Ni alcool ni cigarettes
« L’objectif n’est pas seulement un simple arrêt des cigarettes mais aussi le maintien de l’abstinence tout au long de la grossesse jusqu’à l’accouchement. Cette étude est nationale, randomisée et multicentrique : les participantes sont aléatoirement assignées soit dans le groupe de contrôle ou sont dans le groupe intervention. Dans le groupe contrôle, elles recevront 20€ pour chacune des visites prénatales. Dans le groupe d’intervention, elles recevront 20€ à chaque visite prénatale ainsi qu’une incitation financière supplémentaire qui augmentera progressivement avec le nombre de fois où elles sont abstinentes.

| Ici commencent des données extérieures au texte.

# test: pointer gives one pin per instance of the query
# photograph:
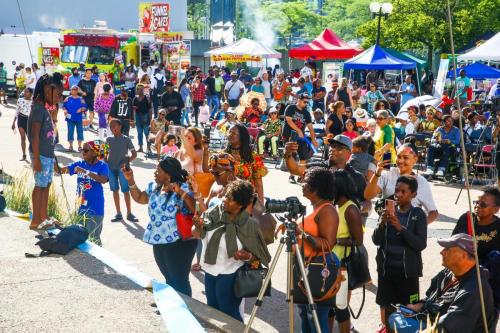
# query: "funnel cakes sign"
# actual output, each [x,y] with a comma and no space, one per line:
[154,17]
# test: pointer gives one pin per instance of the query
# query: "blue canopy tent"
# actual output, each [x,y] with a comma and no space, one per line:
[377,58]
[478,71]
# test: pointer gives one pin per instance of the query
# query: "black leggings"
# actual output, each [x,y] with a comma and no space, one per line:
[174,261]
[196,111]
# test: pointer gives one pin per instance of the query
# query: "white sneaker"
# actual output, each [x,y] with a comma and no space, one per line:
[429,171]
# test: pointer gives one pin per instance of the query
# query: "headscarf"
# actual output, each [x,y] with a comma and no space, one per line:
[99,147]
[222,160]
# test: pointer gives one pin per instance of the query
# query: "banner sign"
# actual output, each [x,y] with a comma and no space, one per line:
[235,58]
[154,17]
[166,37]
[50,55]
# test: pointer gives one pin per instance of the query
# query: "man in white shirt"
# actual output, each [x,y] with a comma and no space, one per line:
[234,90]
[306,71]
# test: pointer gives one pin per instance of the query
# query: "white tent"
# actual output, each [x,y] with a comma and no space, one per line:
[489,50]
[245,46]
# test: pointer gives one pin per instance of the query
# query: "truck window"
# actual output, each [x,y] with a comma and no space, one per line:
[74,54]
[99,55]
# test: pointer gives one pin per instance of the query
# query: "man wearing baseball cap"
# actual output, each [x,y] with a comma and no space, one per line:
[453,296]
[338,155]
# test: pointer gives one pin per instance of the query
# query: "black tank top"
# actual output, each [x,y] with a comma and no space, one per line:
[344,96]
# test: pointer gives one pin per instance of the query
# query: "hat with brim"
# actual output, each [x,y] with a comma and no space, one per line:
[341,140]
[463,241]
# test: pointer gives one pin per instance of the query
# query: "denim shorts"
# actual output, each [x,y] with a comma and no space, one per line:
[43,178]
[117,181]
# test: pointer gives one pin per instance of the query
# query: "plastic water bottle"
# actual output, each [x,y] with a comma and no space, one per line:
[341,297]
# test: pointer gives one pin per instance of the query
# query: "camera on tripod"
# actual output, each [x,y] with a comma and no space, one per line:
[290,205]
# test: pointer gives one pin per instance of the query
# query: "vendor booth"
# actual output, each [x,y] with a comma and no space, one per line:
[327,46]
[244,50]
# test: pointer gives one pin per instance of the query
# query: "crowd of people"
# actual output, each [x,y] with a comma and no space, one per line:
[347,142]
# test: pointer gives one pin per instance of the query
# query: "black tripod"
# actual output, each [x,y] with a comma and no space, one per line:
[290,240]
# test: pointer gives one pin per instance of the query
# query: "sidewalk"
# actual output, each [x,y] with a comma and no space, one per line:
[68,293]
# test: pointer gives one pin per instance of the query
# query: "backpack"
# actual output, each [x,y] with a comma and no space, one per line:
[65,241]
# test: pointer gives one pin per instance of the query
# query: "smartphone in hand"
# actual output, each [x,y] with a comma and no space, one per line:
[390,206]
[387,157]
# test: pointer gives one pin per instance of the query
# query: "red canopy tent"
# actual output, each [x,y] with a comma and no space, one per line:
[326,46]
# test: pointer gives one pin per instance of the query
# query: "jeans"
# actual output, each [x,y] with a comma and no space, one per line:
[443,150]
[142,125]
[307,322]
[405,324]
[220,294]
[174,261]
[71,130]
[213,104]
[185,116]
[264,144]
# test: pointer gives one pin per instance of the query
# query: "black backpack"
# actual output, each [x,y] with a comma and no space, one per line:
[65,241]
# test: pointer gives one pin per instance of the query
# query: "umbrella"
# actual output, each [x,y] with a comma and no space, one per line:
[425,99]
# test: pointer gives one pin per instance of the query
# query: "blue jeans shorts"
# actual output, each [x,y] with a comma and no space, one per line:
[117,181]
[43,178]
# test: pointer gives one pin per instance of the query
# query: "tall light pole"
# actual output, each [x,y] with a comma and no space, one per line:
[380,9]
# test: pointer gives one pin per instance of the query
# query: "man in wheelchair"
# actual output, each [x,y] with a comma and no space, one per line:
[444,141]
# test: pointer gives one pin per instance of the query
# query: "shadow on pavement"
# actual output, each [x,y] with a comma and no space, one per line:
[96,270]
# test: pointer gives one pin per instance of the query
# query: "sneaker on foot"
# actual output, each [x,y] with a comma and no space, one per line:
[118,217]
[131,217]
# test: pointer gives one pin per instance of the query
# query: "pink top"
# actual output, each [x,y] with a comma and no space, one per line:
[169,150]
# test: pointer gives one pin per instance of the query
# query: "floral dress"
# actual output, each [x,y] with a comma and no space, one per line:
[250,171]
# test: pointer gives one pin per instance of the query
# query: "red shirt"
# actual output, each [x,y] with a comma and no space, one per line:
[199,93]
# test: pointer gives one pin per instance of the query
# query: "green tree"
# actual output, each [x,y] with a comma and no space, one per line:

« Les incitations financières prendront la forme de bons d’achat avec lesquels l’achat de cigarette et d’alcool est impossible. Seize maternités participent à cette étude. Lancée en avril 2016, ses premiers résultats seront disponibles dans environ ans. Si les résultats indiquent que les incitations financières récompensant l’abstinence au tabac augmentent significativement le taux d’abstinence par rapport à l’absence d’incitation financière et que l’étude est coût-efficace (les coûts de ce type d’intervention sont largement inférieurs aux coûts liés aux problèmes de santé périnatals dus au tabagisme), les incitations financières pourraient être alors introduites comme une intervention standard pour aider les femmes enceintes à arrêter de fumer. »
E-cig
On pourra, ici, regretter le côté assez misérabiliste du « bon d’achat » et s’interroger sur les liens avec les « grandes enseignes » associées à cet essai clinique d’un genre nouveau. On pourrait aussi, développer la problématique et l’étendre à la cigarette électronique : au vu des avantages considérables qu’elle semble apporter en termes de sevrage, pourquoi la collectivité n’aiderait-elle pas, financièrement, les vapoteurs à sortir de leur esclavage au tabac ? Faut-il au contraire laissé les dépendants payer pour qu’ils en finissent avec leur vice ?
Voilà, pour la rentrée politique, une bien belle équation éthique de santé publique.